Here indeed your solution  \((x-1)-\sin(x\pi)\) is correct.


But probably I was looking for somethign like a smooth approximation of \(T(x)\sim \max(x,1)-1\)  and then the family \(T_\theta=T(x)+\theta(x)\) for \(\theta(x+1)=\theta(x)\) and \(\theta(n)=0\) for each \(n\in\mathbb Z\).
So Tommy's solution fits better since \(\max(x,1)-1=\lim_{k\to\infty} \frac{(x-1)+(x-1){\rm tanh}(k(x-1))}{2} \)

Here Tommy's approximation for \(k=6\)


Here then \(T_\theta(x)=\frac{(x-1)+(x-1){\rm tanh}(k(x-1))}{2} + \lambda \sin(x\pi)\) for \(\lambda=0.2\)


After all this years I have to think more about this and see if those approximations can be useful for my endgame...
One day I'll post something about it.

[Catullus]

After all this years I have to think more about this and see if those approximations can be useful for my endgame...

Your endgame?
Endgame of what?

[MphLee]

Excuse me, I mean that I'm not sure anymore that those approximations are useful for the purpose of my research.

I'm, and I was, researching about a far reaching generalization of hyperoperations. I don't know your background so I'll make it self-contained.
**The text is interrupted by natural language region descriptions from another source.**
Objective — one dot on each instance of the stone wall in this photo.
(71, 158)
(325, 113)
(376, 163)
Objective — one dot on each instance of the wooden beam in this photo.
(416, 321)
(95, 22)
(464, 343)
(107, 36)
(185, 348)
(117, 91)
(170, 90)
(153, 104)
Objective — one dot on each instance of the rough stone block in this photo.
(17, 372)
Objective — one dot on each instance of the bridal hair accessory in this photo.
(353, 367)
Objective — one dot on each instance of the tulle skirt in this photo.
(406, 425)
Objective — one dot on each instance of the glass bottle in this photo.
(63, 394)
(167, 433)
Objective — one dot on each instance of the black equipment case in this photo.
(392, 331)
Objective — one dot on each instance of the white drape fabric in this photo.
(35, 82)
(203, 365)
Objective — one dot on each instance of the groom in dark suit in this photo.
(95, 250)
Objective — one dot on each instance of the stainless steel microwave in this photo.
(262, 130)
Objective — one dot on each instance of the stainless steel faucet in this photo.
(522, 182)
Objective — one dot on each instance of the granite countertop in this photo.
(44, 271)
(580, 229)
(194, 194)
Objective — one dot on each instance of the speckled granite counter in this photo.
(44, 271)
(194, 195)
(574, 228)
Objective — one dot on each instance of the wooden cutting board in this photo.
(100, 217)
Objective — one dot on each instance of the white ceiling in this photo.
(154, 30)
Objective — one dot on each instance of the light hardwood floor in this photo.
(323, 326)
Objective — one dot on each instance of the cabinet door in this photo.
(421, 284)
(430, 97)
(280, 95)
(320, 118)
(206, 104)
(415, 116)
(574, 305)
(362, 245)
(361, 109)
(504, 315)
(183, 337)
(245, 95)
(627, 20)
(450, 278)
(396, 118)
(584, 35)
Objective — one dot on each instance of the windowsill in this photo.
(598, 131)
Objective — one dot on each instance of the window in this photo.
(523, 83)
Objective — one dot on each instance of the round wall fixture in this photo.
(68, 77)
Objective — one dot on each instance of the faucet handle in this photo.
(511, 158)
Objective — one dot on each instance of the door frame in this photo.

I'm studying special functions of the kind \({\bf g}:J\to X\) and maps of kind \(\rho:X\to \mathbb N \) for \(J\) a dynamical system. That means that fixing a \(\rho\) of that kind we can send each \(\bf g\) to a map \(\rho{\bf g}:J\to \mathbb N\). Here in this post, 8 years ago, I was initiating the study, with scarce success, of functions \(f:J\to \mathbb N\) that are of the form \(f=\rho{\bf g}\).

[Catullus]

But probably I was looking for somethign like a smooth approximation of \(T(x)\sim \max(x,1)-1\)  and then the family \(T_\theta=T(x)+\theta(x)\) for \(\theta(x+1)=\theta(x)\) and \(\theta(n)=0\) for each \(n\in\mathbb Z\).

Log(sqrt(2),sqrt(2)^x+sqrt(2))-1 is a smooth approximation of max(x,1)-1.

[MphLee]

Catullus, this option was already pointed back then. It is the common representation of the tropical operation. max, as as the "Litvinov-Maslov dequantization" of the bennet preaddition.